Home Pastors Preaching & Teaching 12 Benefits of Team Leadership

12 Benefits of Team Leadership

Christian leadership is not for the lone wolf. The labor is too important when souls are in the balance, and all of us are simply too frail and shortsighted, with too much indwelling sin and too many blind spots, to go at it on our own.

Whatever the role, whether on the college campus, or in the inner city, or among an unreached people group, or in the local church, we desperately need each other in all of life, and especially in leadership. Christian leadership is a team sport, and in a post-Enlightenment society, still deeply affected by modernist individualism, the biblical model of plurality in leadership is a desperately needed corrective, and a powerfully redemptive grace.

Team leadership does not mean there is no “chief among equals”; it’s both inevitable and good among any group that one person eventually functions as the “senior” or the final buck-stopper—might as well name that and make it plain. But the clear model in the New Testament is team leadership in the local church—plurality, we call it. “Without exception,” says Gregg Allison, “every time the New Testament mentions the government of a particular church, the leadership structure is a plurality of elders” (Sojourners and Strangers, 293).

Wiser Together

Before providing a dozen additional benefits of plurality in leadership, here is a headlining principle: We are wiser together. “Without counsel plans fail, but with many advisers they succeed” (Proverbs 15:22).

The vast majority of decisions we face in life each day are not clearly laid out in biblical do’s and don’ts.

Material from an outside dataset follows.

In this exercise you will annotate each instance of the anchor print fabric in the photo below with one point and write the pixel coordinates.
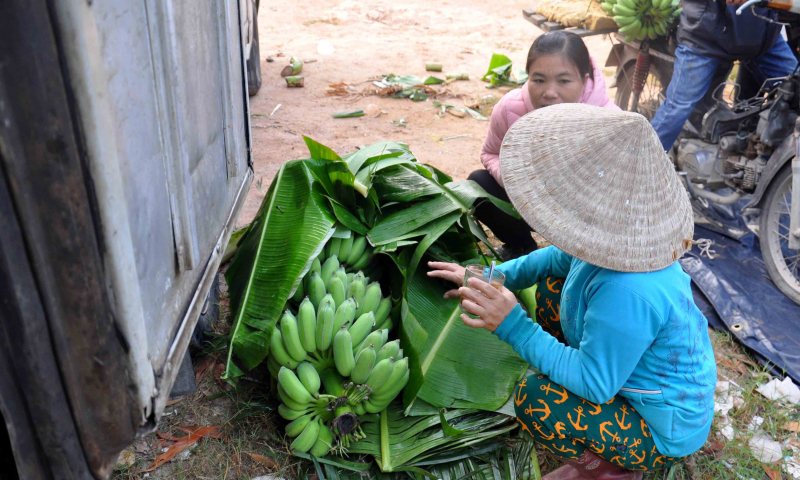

The way we learn to do “what is good and acceptable and perfect” is by being “transformed by the renewal of your minds, that by testing you may discern what is the will of God” (Romans 12:2).

Plurality in leadership, then, is the corporate manifestation of such sobermindedness, sanctified level-headedness. The toughest decisions we face in leadership are not clear do’s and don’ts. And in leadership, the messes multiply and the decisions become more difficult. What we desperately need is to exercise a collective wisdom stemming from God’s remaking of us, not just individually but together. We need to supplement each other’s judgment, and seek to discern together God’s path for the ministry we lead. Which is why one of the first characteristics required of elders in the church is “sober-mindedness” (1 Timothy 3:2).